Высоко в прозрачной дымке неба навстречу встающему солнцу туманными голубыми крестиками летели двухмоторные «юнкерсы». Ушей достиг их крепкий, басовитый, как бы спрессованный гул.
Куда они шли, с какой целью? Бомбить райцентр, станцию, тыловые дороги, забитые беженцами? Или к донским переправам, тоже с беженцами, госпитальными повозками и машинами, встречным движением войск, на подмогу тем, кто, изнемогая, из последних возможностей все еще сдерживает фронт?
Казалось, они гудят так натужно от тяжести своего груза, который едва хватает сил им нести.
Лица у всех на земле, смотревших вверх, изменились: посуровели, помрачнели. «Юнкерсы» еще только гудели в поднебесье, но кому-то где-то были уже уготованы смерть и раны, что-то было уже неумолимо обречено пожарам и разрушению…
7
Мать, медленно, осторожно ступая, мелкими шажками шла по двору от сарая к дому с пустой миской в руке. Она только что кинула курам просо и размоченные хлебные корки, сбежавшиеся на ее зов куры торопливо клевали на пятачке плотной черной земли возле сарая. Другая рука матери была приподнята и слегка протянута вперед – чтоб не натолкнуться ненароком на что-нибудь по дороге. Восьмой год, как у матери разлилась в глазах темная вода, городские врачи обещали, что операция ей поможет, не совсем, но часть зрения все же вернет. Если бы не война – операцию уже сделали б этим летом…
Привычно, знакомо было видеть Антонине мать, медлительно, осторожно ступающую по двору с очередным хозяйским делом.
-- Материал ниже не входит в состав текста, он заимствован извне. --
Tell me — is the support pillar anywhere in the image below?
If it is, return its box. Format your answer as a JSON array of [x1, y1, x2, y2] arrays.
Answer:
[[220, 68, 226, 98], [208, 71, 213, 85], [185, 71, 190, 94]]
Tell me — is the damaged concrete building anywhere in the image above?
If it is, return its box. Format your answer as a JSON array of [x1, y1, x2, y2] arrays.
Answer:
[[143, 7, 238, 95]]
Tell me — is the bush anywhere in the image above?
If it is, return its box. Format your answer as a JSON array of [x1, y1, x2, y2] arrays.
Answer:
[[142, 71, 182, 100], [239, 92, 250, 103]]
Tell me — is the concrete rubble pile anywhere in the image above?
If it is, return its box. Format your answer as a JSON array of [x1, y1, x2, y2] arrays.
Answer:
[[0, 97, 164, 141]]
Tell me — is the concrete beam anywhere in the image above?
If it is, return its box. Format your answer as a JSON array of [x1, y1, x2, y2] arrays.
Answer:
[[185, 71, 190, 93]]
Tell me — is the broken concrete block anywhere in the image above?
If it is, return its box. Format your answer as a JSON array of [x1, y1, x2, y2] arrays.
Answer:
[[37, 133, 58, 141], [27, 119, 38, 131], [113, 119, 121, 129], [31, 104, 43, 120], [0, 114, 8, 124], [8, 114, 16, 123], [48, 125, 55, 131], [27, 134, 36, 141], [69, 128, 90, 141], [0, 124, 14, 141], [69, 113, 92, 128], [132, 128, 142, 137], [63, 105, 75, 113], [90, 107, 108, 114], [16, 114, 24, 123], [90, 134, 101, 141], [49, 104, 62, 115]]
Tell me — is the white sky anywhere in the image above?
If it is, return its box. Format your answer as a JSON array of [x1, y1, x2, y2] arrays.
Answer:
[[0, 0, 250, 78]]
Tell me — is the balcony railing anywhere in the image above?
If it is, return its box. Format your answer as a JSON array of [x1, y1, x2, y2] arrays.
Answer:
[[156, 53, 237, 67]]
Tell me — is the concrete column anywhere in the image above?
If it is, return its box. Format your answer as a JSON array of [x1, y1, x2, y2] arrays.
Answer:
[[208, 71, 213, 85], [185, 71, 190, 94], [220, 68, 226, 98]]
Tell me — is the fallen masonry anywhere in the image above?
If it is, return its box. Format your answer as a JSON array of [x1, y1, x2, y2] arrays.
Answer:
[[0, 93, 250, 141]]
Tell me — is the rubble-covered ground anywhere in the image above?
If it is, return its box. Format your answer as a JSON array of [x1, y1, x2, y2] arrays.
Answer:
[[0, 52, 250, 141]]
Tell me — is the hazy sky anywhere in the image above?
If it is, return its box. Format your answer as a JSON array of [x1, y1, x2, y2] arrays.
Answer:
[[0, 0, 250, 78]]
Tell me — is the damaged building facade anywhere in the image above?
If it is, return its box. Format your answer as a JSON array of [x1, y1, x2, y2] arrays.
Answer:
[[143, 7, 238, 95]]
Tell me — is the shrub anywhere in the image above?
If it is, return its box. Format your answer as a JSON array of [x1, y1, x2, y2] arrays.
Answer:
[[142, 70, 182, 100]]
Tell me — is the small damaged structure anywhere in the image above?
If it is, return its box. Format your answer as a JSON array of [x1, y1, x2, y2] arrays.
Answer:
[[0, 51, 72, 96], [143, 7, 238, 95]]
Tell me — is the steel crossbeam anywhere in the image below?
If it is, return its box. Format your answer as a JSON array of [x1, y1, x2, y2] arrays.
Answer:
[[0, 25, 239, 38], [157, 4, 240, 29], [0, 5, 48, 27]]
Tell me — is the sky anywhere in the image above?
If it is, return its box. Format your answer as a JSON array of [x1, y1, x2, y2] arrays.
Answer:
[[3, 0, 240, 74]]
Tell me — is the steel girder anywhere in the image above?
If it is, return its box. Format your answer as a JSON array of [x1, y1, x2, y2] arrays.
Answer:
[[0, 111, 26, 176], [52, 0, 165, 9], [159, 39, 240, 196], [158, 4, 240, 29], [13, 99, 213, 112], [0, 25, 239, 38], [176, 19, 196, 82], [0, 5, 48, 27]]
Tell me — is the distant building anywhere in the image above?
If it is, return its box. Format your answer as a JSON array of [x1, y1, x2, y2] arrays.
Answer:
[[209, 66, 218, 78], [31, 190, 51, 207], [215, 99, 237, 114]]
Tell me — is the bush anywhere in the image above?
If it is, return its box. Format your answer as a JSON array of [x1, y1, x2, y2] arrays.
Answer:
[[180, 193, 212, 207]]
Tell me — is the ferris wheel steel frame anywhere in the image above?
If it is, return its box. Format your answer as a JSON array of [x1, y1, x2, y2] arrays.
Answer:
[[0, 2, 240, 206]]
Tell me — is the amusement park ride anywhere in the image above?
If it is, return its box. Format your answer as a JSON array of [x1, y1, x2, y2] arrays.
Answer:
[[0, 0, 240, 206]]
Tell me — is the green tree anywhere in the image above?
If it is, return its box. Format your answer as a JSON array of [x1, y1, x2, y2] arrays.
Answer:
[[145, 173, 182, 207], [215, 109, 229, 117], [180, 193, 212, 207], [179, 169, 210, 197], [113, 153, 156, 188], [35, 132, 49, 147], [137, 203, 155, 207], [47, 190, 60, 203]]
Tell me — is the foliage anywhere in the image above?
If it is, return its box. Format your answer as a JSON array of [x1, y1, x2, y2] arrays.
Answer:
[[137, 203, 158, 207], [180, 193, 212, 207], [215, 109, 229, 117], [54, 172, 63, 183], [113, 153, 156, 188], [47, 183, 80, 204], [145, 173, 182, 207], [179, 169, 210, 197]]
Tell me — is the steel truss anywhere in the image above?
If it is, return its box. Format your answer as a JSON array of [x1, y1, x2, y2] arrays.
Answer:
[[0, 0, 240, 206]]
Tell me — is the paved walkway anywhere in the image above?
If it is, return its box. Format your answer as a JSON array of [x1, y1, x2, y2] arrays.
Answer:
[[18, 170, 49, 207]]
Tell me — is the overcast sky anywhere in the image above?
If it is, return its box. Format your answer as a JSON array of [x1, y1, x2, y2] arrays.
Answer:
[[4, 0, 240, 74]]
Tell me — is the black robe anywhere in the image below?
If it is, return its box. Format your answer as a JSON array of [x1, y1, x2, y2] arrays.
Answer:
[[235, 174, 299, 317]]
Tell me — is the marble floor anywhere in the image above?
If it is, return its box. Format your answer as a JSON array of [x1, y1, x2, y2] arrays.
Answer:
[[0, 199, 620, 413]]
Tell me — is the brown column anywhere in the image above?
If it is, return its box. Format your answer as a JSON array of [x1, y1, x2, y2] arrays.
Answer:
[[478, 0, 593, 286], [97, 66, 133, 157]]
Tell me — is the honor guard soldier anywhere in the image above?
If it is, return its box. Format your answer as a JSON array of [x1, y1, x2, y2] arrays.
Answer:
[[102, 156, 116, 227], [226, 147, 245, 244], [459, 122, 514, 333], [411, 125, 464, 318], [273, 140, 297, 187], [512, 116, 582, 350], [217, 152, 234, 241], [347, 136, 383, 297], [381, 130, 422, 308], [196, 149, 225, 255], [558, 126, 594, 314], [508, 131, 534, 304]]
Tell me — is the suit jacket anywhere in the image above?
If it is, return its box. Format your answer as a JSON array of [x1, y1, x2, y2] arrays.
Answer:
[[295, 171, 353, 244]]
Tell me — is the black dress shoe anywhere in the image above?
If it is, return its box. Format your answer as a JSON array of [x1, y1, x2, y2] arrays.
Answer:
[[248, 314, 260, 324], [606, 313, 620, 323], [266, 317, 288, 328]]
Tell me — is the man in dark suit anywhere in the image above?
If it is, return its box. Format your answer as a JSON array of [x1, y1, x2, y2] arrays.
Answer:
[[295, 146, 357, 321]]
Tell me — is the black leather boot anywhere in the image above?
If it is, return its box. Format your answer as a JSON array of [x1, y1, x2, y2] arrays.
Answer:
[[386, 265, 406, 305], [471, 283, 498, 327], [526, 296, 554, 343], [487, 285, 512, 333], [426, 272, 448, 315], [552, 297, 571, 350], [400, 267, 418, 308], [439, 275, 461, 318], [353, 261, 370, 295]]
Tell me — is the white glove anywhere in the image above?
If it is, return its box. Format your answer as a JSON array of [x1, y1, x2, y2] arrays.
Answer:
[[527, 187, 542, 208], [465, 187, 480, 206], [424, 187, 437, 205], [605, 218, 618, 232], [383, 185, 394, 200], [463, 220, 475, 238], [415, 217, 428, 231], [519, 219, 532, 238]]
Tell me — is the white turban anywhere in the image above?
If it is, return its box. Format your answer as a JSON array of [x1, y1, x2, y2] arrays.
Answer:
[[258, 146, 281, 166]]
Но, входя в калитку, она даже сбилась с шага, задержалась невольно, на миг. Никогда раньше не чувствовала она этого так, не замечала, а тут ее словно бы пронзило насквозь – насколько же мать неотделима ото всего, что вокруг, что, с потерей глаз, еще оставила ей жизнь: от дома, сарая, огорода, этого двора с грязной тачкой, напачканными навозом лопатами под плетнем, веревками для сушки белья с нацепленными на них деревянными прищепками… Вроде бы все по отдельности, само по себе – мать и домашняя утварь, мелочи домашнего хозяйства, быта, а в действительности – одно целое, и не разъять на части… Потому и жива еще мать, на ногах она, что на привычном ей месте, в привычных каждодневных делах. Как же оторвать ее ото всего этого, что же с ней станется? Впервые так резко, до боли внутри себя Антонина почувствовала всю невозможность такого разлучения. Все равно как старое, обломанное, израненное дерево, что приспособилось и живет и могло бы еще долго, долго жить уцелевшими своими венками, оторвать от последнего питающего его корня…
В доме, посреди горницы, лежали четыре мешка с собранными вещами, все же остальное было на своих местах, как прежде. Только портрет отца под стеклом в рамке да еще такую же рамку с фотокарточками родни мать сняла со стены и поставила на пол, прислонив к мешкам.
В черном зеве печи тлела горка красных углей, пригорнутых к чугунку со щами, на шестке стояла сковорода с оладьями, накрытая эмалированной миской.